THE BLOG

Cyprus - The Thin End of the Wedge?

19/03/2013 19:11 GMT | Updated 19/05/2013 10:12 BST

The reaction of the Cypriot people to their planned bank bailout has been exemplary so far.

Democratic, non violent protest which lawmakers in Cyprus and across Europe have had no choice but to listen to.

And thank goodness they are - at last - listening to the voters.

It cannot be right that those who do the right thing and save are penalised.

It is spendthrift governments who have set the wrong message everywhere - not hard working savers.

But the other problem with the planned IMF/EU Cyprus deal is that it has sent hugely mixed messages to markets.

Just when markets thought they were able to predict policymakers actions - the planned Cyprus deal introduces yet another bailout variant.

If the same thing was tried in Italy, which has so far avoided a bailout, though as one of Europe's biggest economies, a similar levy on bank deposits would cause significant civil unrest and economic upheaval.

Portugal received a €78billion bailout on the condition that they cut their deficit to 3% of GDP by 2013, though they have since received an extension to 2015. But no mention to savers here.

Spain was the first to receive a bailout directly to their banking sector, using €39.5billion to pay off debts held by its four nationalised banks, which allowed them to keep the debt off their sovereign balance sheet, though many suspect this has only delayed that inevitability. Again - nothing attacking savers directly.

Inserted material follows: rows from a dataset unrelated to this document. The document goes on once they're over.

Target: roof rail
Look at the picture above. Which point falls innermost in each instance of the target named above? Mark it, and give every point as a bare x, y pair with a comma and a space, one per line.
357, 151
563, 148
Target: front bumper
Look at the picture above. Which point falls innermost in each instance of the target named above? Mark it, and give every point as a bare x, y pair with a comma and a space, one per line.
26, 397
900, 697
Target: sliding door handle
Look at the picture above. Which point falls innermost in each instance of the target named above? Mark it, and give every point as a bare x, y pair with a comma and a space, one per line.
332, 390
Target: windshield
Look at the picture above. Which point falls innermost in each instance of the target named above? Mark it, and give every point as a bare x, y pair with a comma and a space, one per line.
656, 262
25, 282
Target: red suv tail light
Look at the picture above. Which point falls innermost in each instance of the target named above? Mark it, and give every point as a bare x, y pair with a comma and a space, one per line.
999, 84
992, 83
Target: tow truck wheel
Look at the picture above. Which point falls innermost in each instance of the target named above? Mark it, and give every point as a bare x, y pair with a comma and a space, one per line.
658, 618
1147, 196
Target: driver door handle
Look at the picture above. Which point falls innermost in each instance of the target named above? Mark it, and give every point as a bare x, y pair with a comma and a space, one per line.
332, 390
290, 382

Ireland received €85billion, with €35billion allocated to support their banking system, €10billion for immediate recapitalisation and a further €25billion to be provided on a contingency basis. Their bailout rests on the requirement that they downsize their banking sector in line with the size of their economy, as well as achieving spending cuts of €15billion.

See a pattern emerging. No - neither do I.

As I write, an MoD plane carrying one million Euros is being airlifted to Cyprus for UK military personnel. It must be a new and very literal definition of 'helicopter money'.

And that's the problem. As long as policymakers continue to opt for radically different solutions in every case - then fear and loathing will never be far away from markets and now, once again, from savers.